Morning Briefing Plus: Hochnotpeinliches Staatstheater
Liebe Leserinnen und Leser,
schwierige Geburt kann man das schon nicht mehr nennen, Zangengeburt wäre wahrscheinlich der treffendere Begriff. Oder jenseits der Welt der abgegriffenen Metaphern: Es war ein mit Peinlichkeiten, narzisstischen Anwandlungen und irrationalen Kalkülen angereicherter Prozess, bis die Ampelkoalition sich auf einen Haushalt geeinigt hat. Einer, der einer reifen Demokratie eigentlich nicht würdig ist. Wie viele angeblich letzte Fristen haben der Kanzler, sein Vizekanzler und sein Finanzminister schon verstreichen lassen? Mit welcher Leichtfertigkeit wurden verfassungsrechtliche Bedenken beiseite geschoben?
Nun, der Etat steht – zumindest auf Kabinettsebene. Jetzt gilt es erst mal ein paar Tage zu genießen, bis der parlamentarische Betrieb wieder beginnt und die Einigung – wie so oft – wieder infrage gestellt wird. Wenn die Koalitionäre das nicht vorher schon selbst erledigen. Denn die Einigung ist alles andere als robust, sie klammert Problemfelder aus und bleibt an entscheidenden Stellen im Ungefähren.

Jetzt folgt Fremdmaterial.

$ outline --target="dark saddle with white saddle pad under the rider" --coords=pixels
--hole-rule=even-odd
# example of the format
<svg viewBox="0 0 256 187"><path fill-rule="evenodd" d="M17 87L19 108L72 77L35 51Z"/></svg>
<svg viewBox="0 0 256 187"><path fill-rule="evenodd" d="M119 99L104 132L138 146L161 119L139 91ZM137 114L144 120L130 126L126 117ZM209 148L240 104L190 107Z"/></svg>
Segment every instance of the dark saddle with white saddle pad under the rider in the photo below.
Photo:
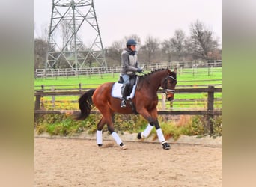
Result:
<svg viewBox="0 0 256 187"><path fill-rule="evenodd" d="M129 91L128 91L128 95L127 95L127 99L132 99L133 96L135 95L135 89L136 89L136 85L138 82L138 76L132 76L129 79ZM122 98L122 94L121 94L121 88L123 86L124 80L123 78L120 76L118 82L115 82L114 85L112 86L112 91L111 91L111 95L115 98Z"/></svg>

Und vor allem: Es gibt nach wie vor eine Finanzierungslücke von zwölf Milliarden Euro. Damit fehlt deutlich mehr Geld, als die Regierung es sich eigentlich vorgenommen hatte. Die Bahn soll 4,5 Milliarden Euro Eigenkapital erhalten und im Gegenzug der Zuschuss aus dem Bundeshaushalt gesenkt werden. Da der Eigenkapitalzuschuss nicht bei der Schuldenbremse angerechnet wird, vergrößert sich so der Spielraum im Etat. Das und weitere Beispiele zeigen: Insgesamt handelt es sich wieder einmal um einen Formelkompromiss; etwas mehr Schulden, selbstverständlich keine Kürzungen – dafür aber eine Finanzierungslücke, die in diese Größenordnung unüblich ist. Um diese müssen sich nun die Haushaltspolitiker im Bundestag kümmern.